GC Pharma said Tuesday that it has signed a monopoly license agreement with Mirum Pharmaceuticals to develop and commercialize Maralixibat, a new drug to treat rare liver diseases in children.

Mirum is conducting clinical trials and applying for permits in the U.S. and Europe for the Maralixibat indications for Alagille syndrome (ALGS), progressive familial intrahepatic cholestasis (PFIC), and biliary atresia (BA). For ALGS and BA, there are no treatments except for liver transplants.

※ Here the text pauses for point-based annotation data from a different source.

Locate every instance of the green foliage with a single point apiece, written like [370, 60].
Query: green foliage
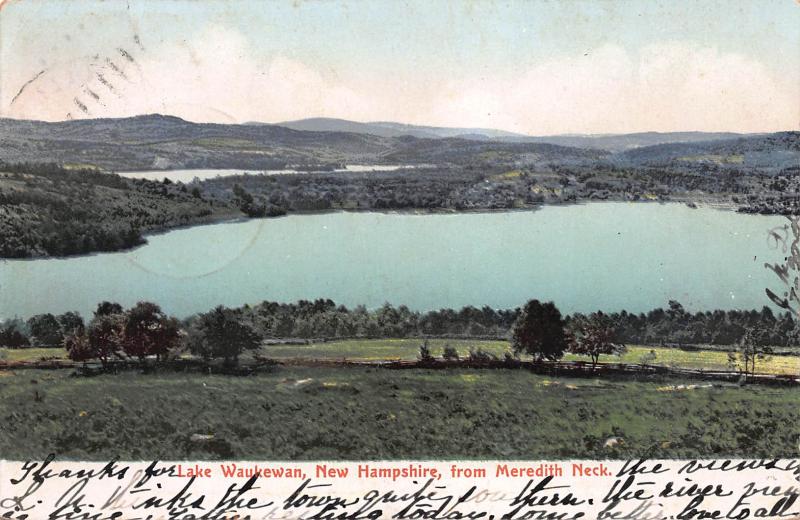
[648, 358]
[594, 337]
[53, 211]
[449, 352]
[219, 334]
[12, 335]
[539, 331]
[45, 330]
[368, 414]
[425, 355]
[142, 331]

ALGS is a rare genetic disorder where the gall bladder in the liver decreases and the bile stagnates. In PFIC, bile stagnates due to congenital disability of protein in liver cells that helps remove bile. BA is caused by damaged or deformation bile ducts that act as an exit of the liver, which blocks the whole or part of the liver.

In 2019, Maralixibat won the breakthrough therapy designation from the U.S. Food and Drug Administration to treat the pruritus of ALGS patients aged one or older. In January this year, the U.S. company applied for the drug’s approval and is also seeking the approval of PFIC type2 in Europe. For BA, a global clinical phase 2 trial is in progress.

Through the contract, GC Pharma has secured exclusive rights to develop and commercialize Maralixibat in Korea. Starting with ALGS next year, the company expects it will successively win the nod for all three indications.

“We are glad to share the vision of providing innovative treatment with GC Pharma,” Mirum Pharmaceuticals CEO Chris Peetz said. “Through the cooperation with GC Pharma with experiences in commercializing rare disease treatments, we hope for the drug’s rapid supply in Korea.”

GC Pharma CEO Huh Eun-chul said, “This cooperation will be another important milestone for overcoming rare diseases in children.”

To improve the quality of life for Korean patients with rare diseases, we will do our best for the swift commercialization of medication, Huh added.